At 199 miles, this was to be the shortest of all the legs.  Nonetheless, it was quite a picturesque and enjoyable flight.  Honolulu is on the island of Oahu and our route took us a little south of all of the other islands with beautifully sounding names--Molokai, Lanai, Maui and Kahoolawe--to the big island of Hawaii.  It is called the big island to distinguish it from the state of Hawaii.  It also was given that name because it is big!  It is more than twice as large as all of the others combined.

All of the Hawaiian Islands were originally formed by volcanos.  They built up land mass below the ocean floor for jillions of years, finally broke through the surface,  and eventually created the paradise of today.  However, they did not stop there.  More than 15,000 acres of new land has been added to the big island alone over the past century.

There is still a very active volcano only 30 miles from Hilo.  Its most recent eruption began in 1983 and it still spews a considerable amount of new lava every day.  You can drive around the rim of the volcano while the red hot molten lava flows from a rift farther down its side.  It consumes homes, trees and anything else in its path on its way to the sea.  It is said that one should buy land because they are not making any more of it.  That is not true in Hawaii.
Hilo is the closest Hawaiian city to California.  That is why it was chosen as our departure point.  It is known as the garden city and, as the name implies, there are beautiful flowers everywhere.  It is an older city with buildings dating back to the late 1800s.  Most of the older ones have been totally renovated and turned into quaint downtown restaurants and shops.  There are rain forests and many waterfalls a short drive to the north.  Throw in a very rocky Pacific coastline with huge cliffs and crashing surf and you have some seriously spectacular scenery. 

We waited until the later hours of the day for lower temperatures to fuel the Baron.  Gasoline contracts considerably as it cools and thus allows a greater amount of fuel in the tanks.  And more fuel is definitely needed for the big jump across the pond.  It was a pleasant change to have the fuel pumped from a large truck instead of hand pumped from drums as in the other Pacific Islands. As usual, it was a challenge to put the last gallons into the internal auxiliary tanks.  The trick was to put in the maximum amount possible without spilling any in the aircraft's interior.  With the top of the tanks only 6 inches from the roof of the cabin, it was very difficult to determine when they were nearing full capacity.  Once a measured amount of fuel was pumped in, we had to remove the hose quite often and check the level, first with a ruler and then, with our fingers.  Frankly, we always chickened out before filling the tanks completely so we never actually had the very maximum fuel on board.  With favorable winds projected for the next leg, however, we thought it probably would be enough.

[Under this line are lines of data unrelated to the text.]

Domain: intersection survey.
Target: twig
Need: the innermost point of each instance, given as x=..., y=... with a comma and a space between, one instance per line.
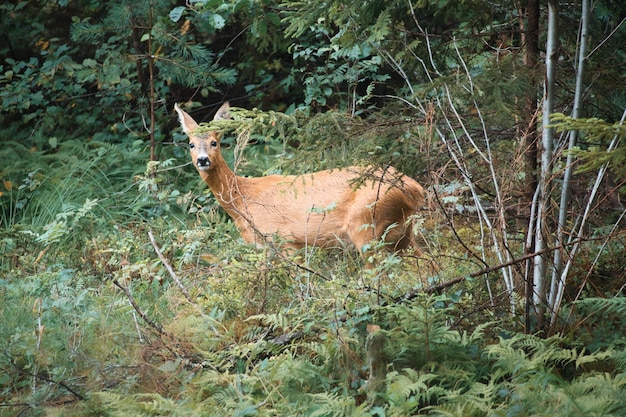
x=43, y=378
x=169, y=268
x=436, y=288
x=139, y=311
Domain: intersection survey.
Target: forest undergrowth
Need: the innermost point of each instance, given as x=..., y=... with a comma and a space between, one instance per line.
x=128, y=292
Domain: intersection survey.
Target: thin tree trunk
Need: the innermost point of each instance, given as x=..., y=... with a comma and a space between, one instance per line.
x=547, y=144
x=557, y=281
x=530, y=145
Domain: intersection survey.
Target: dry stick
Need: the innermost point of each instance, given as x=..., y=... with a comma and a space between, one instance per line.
x=139, y=311
x=436, y=288
x=169, y=268
x=43, y=378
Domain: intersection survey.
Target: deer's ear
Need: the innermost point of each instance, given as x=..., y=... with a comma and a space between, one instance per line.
x=186, y=121
x=222, y=112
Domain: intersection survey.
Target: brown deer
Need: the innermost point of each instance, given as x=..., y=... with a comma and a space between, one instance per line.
x=354, y=204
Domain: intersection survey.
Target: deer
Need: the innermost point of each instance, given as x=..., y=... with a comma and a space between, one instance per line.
x=353, y=205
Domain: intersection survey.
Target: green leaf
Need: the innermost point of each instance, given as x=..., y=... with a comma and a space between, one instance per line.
x=176, y=13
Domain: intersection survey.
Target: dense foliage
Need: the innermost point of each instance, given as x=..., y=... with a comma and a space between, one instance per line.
x=126, y=290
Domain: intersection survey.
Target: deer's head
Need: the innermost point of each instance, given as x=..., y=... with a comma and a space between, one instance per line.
x=204, y=146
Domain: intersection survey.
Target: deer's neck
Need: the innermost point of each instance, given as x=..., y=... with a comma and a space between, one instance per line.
x=225, y=186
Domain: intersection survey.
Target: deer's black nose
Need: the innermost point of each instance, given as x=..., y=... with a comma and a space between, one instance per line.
x=203, y=161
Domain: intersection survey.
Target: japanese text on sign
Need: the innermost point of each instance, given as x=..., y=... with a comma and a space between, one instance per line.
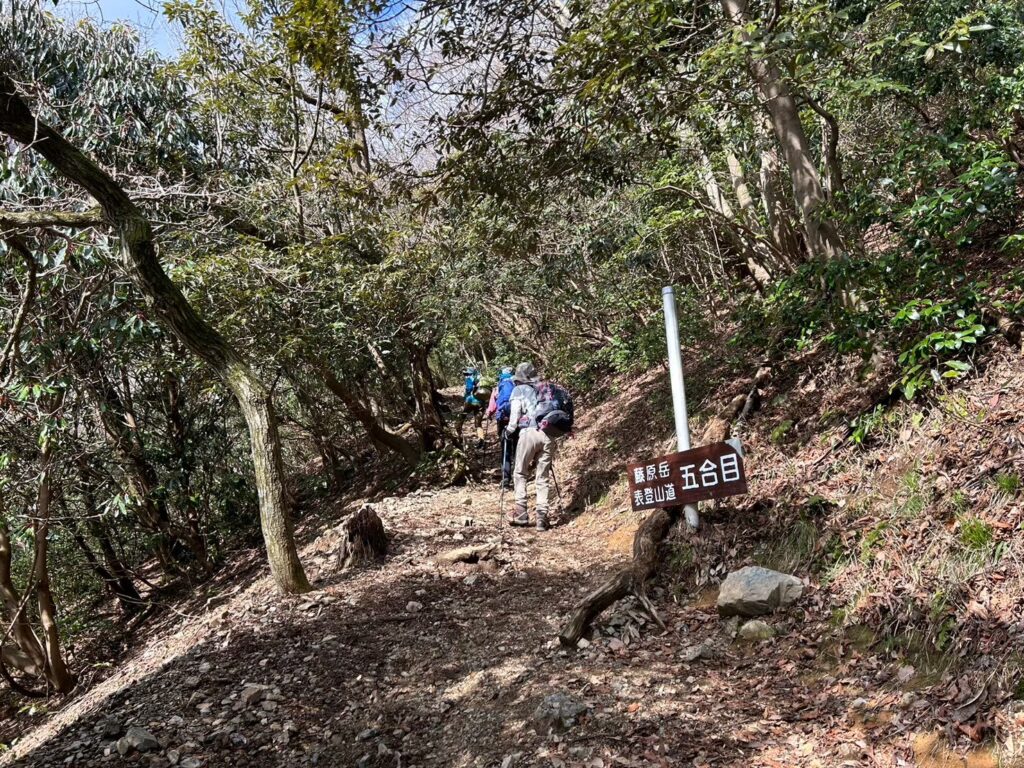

One super-long leg over 2148 nautical miles of Pacific Ocean, with nowhere to land in between.  This would most likely be the last major challenge to our trip around the world.  The oil and filters were changed in the Baron as well as a few other items in preparation for the leg.  The mechanic pronounced her ready to go.  The Bearon and Miss Ellie were up for it as well.  Every appropriate precaution had been taken and now it was time to make it happen!